PM Kyriakos Mitsotakis stressed that the project will bring 1bn euros in long-term financial benefits to Greece. He said the project will include a training program in digital skills for about 100,000 people.

The move is a clear vote of confidence in our country’s prospects despite the unprecedented global public health crisis.

This is no coincidence.

At long last the investment climate in Greece is steadily improving.

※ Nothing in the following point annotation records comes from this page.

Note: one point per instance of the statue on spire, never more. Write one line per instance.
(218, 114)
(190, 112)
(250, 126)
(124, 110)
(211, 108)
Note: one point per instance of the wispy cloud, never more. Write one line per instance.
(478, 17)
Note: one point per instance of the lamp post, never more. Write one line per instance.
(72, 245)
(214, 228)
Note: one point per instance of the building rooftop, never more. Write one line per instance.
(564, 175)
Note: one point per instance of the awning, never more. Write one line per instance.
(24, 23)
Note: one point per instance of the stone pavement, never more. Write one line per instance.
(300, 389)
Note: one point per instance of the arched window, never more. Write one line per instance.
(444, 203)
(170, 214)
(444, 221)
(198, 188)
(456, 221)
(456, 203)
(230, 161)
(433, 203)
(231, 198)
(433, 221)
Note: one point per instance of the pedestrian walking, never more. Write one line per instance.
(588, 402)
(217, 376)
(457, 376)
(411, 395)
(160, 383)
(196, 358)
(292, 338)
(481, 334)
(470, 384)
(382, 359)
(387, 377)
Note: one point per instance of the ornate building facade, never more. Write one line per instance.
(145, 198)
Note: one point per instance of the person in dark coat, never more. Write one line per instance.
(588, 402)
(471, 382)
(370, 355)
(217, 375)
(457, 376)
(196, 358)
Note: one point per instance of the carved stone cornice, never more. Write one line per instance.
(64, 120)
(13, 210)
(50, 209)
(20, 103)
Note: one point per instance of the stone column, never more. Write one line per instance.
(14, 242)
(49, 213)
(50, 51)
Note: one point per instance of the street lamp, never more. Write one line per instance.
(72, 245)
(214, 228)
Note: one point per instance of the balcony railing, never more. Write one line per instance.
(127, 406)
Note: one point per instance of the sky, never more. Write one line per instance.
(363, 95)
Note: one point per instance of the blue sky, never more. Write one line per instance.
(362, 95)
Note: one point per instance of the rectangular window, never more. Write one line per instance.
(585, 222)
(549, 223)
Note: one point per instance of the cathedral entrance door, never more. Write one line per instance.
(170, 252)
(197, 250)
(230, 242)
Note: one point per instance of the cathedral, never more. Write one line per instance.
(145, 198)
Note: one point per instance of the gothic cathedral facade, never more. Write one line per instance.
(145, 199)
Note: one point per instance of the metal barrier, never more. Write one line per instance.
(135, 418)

The country is becoming more attractive for investors as international reports  indicate.

The dissipation of political risk and the stable political and social environment has contributed to this.

According to an EY research report, 38 percent of investors believe Greece’s image has improved in the last year, 62 percent said that Greece is now implementing an investment policy that makes it attractive, and 41 percent of investors responded that the country was bolstered by its effective management of the COVID-19 crisis.

The report shows that the number of European direct investments that Greece attracted in 2019 increased by 69 percent as compared to the previous year and that 0.34 percent of the total was absorbed, a div which placed Greece in 29th place , whereas it ranked 35th in 2018.

It is especially encouraging that investment in the critical sector of digital technology accounts for 15 percent of all investments, which is near the 19 percent EU average in the same period.

That demonstrates that aside from tourism and its “sun and sea” Greece can pursue a leading role in the digital revolution of our age.

This clear improvement must under no circumstances lead to complacency.

In order to solidify its position, Greece has a number of steps to take in order to achieve improvement in many sectors of the economy.

Well-known, chronic problems remain unresolved.

State administration, the bureaucracy, and access to capital are just a few of them.